Kahina Aoudia of Space Partnership International asked space experts about legality and land-ownership concerns should nations began to have permanent activities on the moon. Currently, 108 countries, including the U.S., China and Russia, are bound by the 1967 Outer Space Treaty, which outlines the fundamental aspects of space law.
Auodia moderated a panel discussion about the scientific and business prospects for countries looking to sustain a more permanent presence on the moon.
“There’s not going to be one single moment in which the flag is planted and we say the race has been won. It’s going to be a crafting of norms over time that will ultimately define who is succeeding in this new market,” said Dan Hendrickson, an official at NASA contractor Astrobotic Technology, Inc.
From a legal perspective, Pamela Meredith, chair of KMA Zuckert, a law firm specializing in space law, said it would be fine for countries to establish moon bases, absent any military activities. It’s illegal, however, to appropriate land or claim sovereignty over any areas of the moon.
She noted that the biggest legal issues on the moon will be over exclusivity and inspection rights, which are products of fierce international competition to locate and colonize the most marketable parts of the moon.

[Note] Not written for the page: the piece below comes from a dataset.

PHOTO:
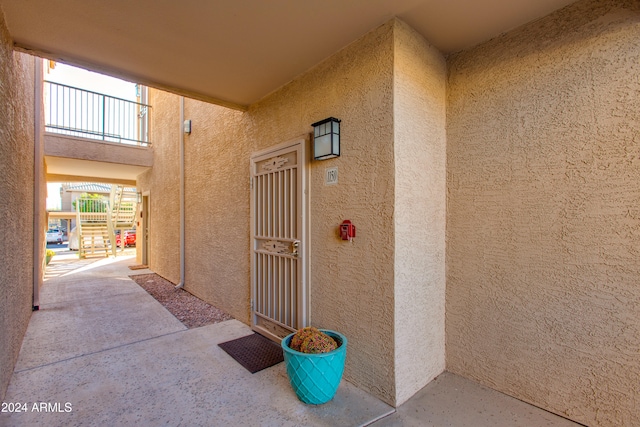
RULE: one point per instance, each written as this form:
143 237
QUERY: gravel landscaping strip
189 309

“The moon has to be used for peaceful purposes,” Meredith said. She pointed out that these “peaceful purposes” can be debated, making it difficult to stop countries from militarizing the moon.
However, she and others also warned that the United States may be behind in the new space race to the moon, one that would allow nations to explore new economic opportunities on the moon.

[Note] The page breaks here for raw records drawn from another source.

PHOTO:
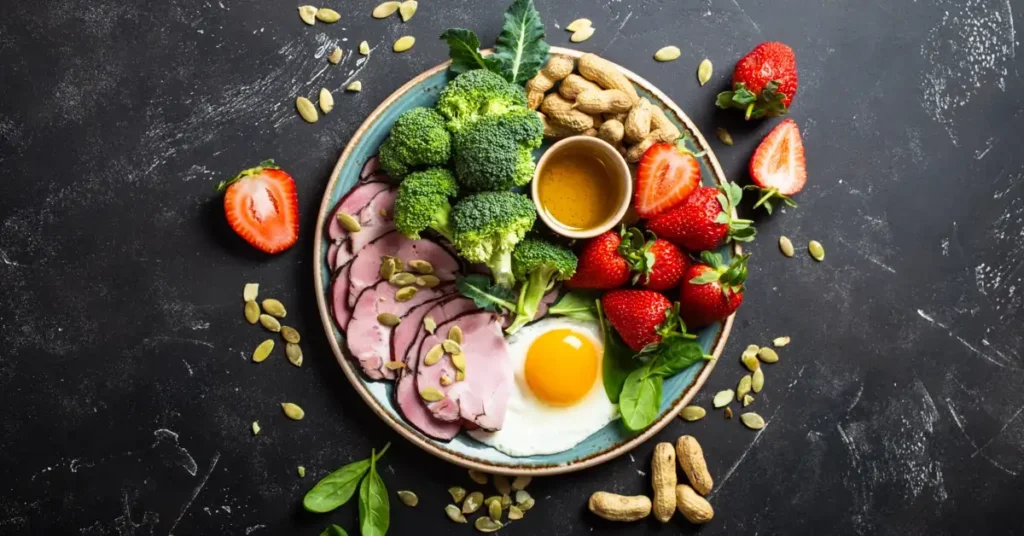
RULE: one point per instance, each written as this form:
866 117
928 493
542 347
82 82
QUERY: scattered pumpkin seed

Earlier this year, China became the first country to land a spacecraft on the far side of the moon. In addition, Israeli scientists are set to launch the first private spacecraft to the moon Friday, which will be powered by a SpaceX rocket.
China and India both plan to send additional unmanned spacecraft to the moon by the end of the year, a feat NASA is hoping to match, according to Aoudia.

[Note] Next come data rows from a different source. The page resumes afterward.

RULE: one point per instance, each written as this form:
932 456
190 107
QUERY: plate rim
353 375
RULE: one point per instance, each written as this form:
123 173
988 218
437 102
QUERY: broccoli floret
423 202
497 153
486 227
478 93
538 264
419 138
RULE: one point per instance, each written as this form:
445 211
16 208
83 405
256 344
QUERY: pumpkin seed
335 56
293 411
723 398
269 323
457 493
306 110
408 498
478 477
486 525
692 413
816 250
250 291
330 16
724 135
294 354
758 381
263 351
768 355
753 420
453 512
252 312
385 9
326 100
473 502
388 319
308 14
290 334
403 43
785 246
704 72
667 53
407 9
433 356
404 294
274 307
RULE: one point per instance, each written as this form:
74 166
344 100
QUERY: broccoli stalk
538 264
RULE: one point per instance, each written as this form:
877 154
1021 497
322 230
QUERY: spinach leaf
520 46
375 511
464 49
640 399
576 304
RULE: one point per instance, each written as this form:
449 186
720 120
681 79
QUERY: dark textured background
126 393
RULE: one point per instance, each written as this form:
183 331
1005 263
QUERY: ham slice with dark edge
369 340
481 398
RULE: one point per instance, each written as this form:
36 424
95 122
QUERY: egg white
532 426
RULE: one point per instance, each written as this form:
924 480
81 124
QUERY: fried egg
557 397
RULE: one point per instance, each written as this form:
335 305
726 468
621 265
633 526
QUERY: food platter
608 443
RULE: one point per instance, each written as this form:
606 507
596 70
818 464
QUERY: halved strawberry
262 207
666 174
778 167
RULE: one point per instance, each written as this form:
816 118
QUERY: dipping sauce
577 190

Meredith said that countries like China, India and Russia are throwing tremendous amounts of money at this race. “A space race is healthy because it commits resources and that’s what we need. And at the same time, while there is a space race among nations, there is also a lot of opportunities for private companies,” she said.
In November, NASA selected nine U.S. companies to bid on NASA delivery services to the lunar surface through Commercial Lunar Payload Services contracts worth $2.6 billion over the next 10 years. Sarah Noble, a program scientist at the NASA Planetary Sciences Division, said the new partnerships greatly reduce risk and costs for the agency’s mission to return to the moon.
NASA bidder Moon Express, which plans to mine the moon’s resources with its lunar spacecraft, wants to find out where the moon’s resources are for extraction, something that cannot happen without efficient, cheap lunar transportation, said Ben Roberts, vice president of government affairs at the company.
Astrobotic Technology, Inc. develops space robotics technology for lunar and planetary missions. Hendrickson, vice president of business development of the company, said cost-efficient transportation to-and-from the moon is key to NASA’s mission.